Первые дни он бродил по окраинам, надеясь, что именно там, за каким-нибудь поворотом, возникнет уверенность, что здесь-то он и жил. Но застроенные многоэтажными стандартными корпусами окраины носили слишком современный вид, который по отношению к довоенному изменился до неузнаваемости. Единственным ориентиром в его поисках могло служить то, что где-то невдалеке от их дома было кладбище. Но сколько кладбищ на окраинах города с таким населением!

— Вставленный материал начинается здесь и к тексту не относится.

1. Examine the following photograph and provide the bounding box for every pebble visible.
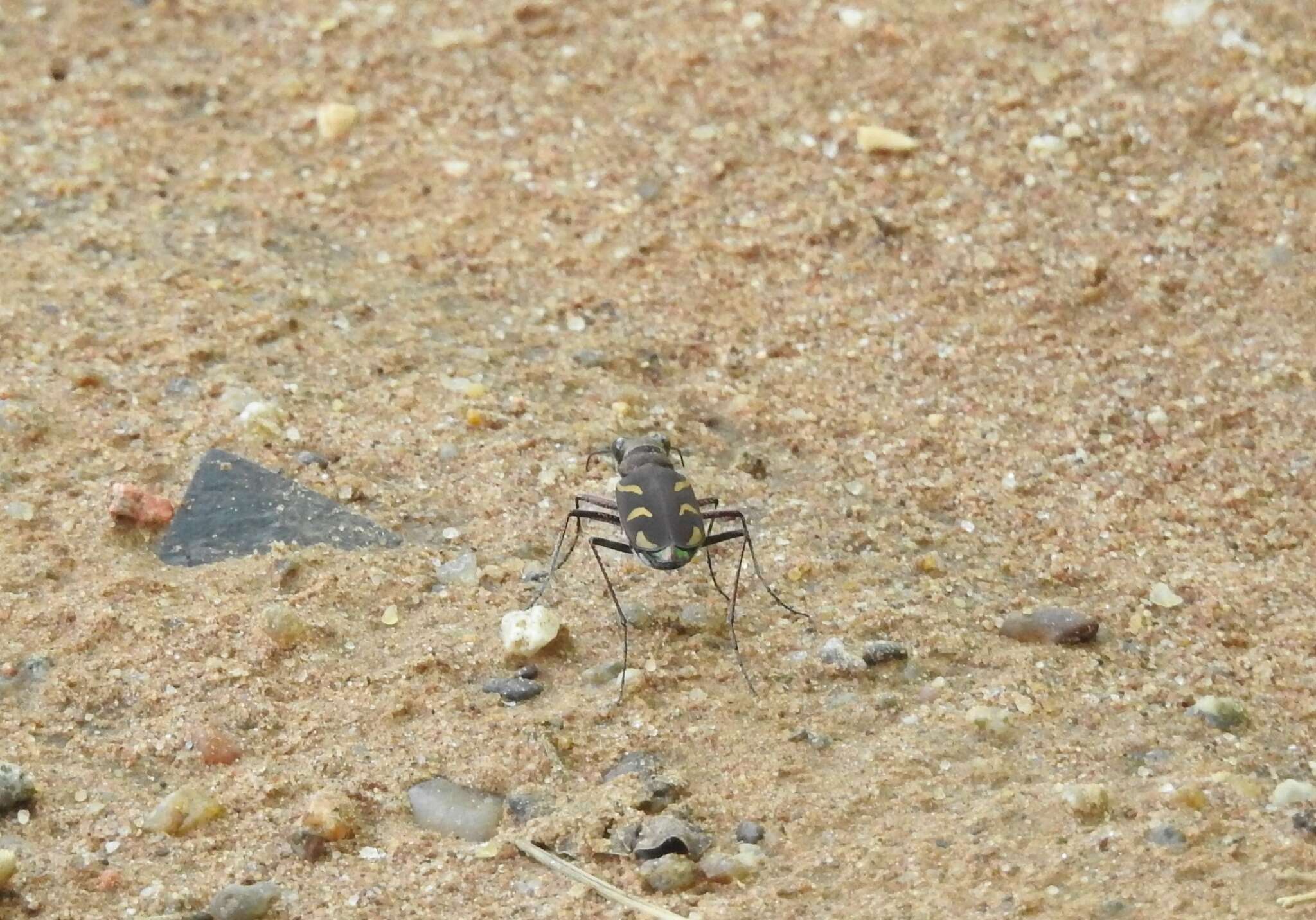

Он стал бродить вдоль Невы — ведь тогда они шли по льду. Но пересекали они реку или шли вдоль нее — этого он не помнил.
Так что же он помнил вообще?..
…Дом был маленьким — двух— или трехэтажным. Витька жил в полуподвале, Митька — на первом этаже, или «билетаже», как говорила Витькина бабка. Во всяком случае, Митька по собственному разумению пришел к выводу, что на его этаже люди живут по билетам, а вот для проживания в полуподвале билетов не требуется. Своей догадкой он поделился с Витькой, и тот по своей врожденной солидности и справедливости даже не высмеял товарища — действительно, что смеяться, если он и сам толком не знал происхождения странного названия первого этажа. Вероятно, название придумала бабка — ведь есть же у нее слова, которые все остальные люди не употребляют. Бабка, например, никогда не говорила «он швырнул» или «он кинул», а всегда так: «а он — швырк!» или «а он — кидых!»